I have come to realise that there are usually multiple sides to a story, that context and nuance matter, that often two choices can both be bad (as in Sophie’s Choice), that it is ok to admit that I don’t know shit about something and therefore do not, cannot, and must not have a firm opinion on the matter.
I know we all love to judge. In fact, we all seem to have a need to judge. I tend to reserve judgment until I am very sure and even then, I proceed with caution. Believe it or not, the sky won’t be falling down when you don’t form a view on something that happened somewhere in the world some time.
Stopping judging the actions of a PM in a different country is not going to stop Climate Change, for example. It is ok to go “meh” – nek minnit they’ll have a different PM. I have no control over these things and neither have you so we would be wasting our time and raising our stress hormone levels for nothing – no actual fright-fight-flight response required as desktop warrior.
But what about public opinion? If we become a nation of fence sitters, the politicians would have free reign and no longer be accountable to public uproar and pressure? For example, if our Government decides to join a war based on mis-or disinformation.
I think the onus is on the Government to persuade the public. Yes, I know this opens the can of wiggly PR worms. The Government has to be as open and honest as possible with the people. If, sometime in the future, it is found that they acted on wrong or misleading information they will have to take personal responsibility for that. They cannot hide behind some kind of political immunity. After WWII, wir haben es nicht gewußt was not an acceptable defence and neither is it now.
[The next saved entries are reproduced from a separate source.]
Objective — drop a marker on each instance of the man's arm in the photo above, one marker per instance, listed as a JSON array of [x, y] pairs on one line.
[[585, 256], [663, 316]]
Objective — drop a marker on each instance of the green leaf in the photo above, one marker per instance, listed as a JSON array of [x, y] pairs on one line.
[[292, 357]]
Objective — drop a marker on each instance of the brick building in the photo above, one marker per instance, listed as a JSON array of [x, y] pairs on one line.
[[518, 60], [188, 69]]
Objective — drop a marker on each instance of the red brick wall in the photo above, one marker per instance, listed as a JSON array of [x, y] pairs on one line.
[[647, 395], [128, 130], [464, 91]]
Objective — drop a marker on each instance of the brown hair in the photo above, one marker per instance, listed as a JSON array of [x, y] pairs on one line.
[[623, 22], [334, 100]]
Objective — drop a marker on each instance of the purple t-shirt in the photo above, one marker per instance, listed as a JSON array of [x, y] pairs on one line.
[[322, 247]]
The more is at stake, the higher the risk or danger, the higher the burden of proof before acting. If the stakes are low or the evidence is weak the only acceptable course of action is to collect more information until there is enough for an informed decision (which might be to do nothing at all).
The truth has a habit of coming out sooner or later, sometimes a lot later. People in power should not escape from taking responsibility for their actions – it is a fundamental legal principle that applies to all persons. They should not be able to duck for cover. They should be known to act honestly and with integrity and honour at all times. This should be a known known upon we can trust and thus we would give our elected representatives the power and authority to act on our behalf. Betray our trust at your peril. Sadly, this is hollow and meaningless and the peril is ours.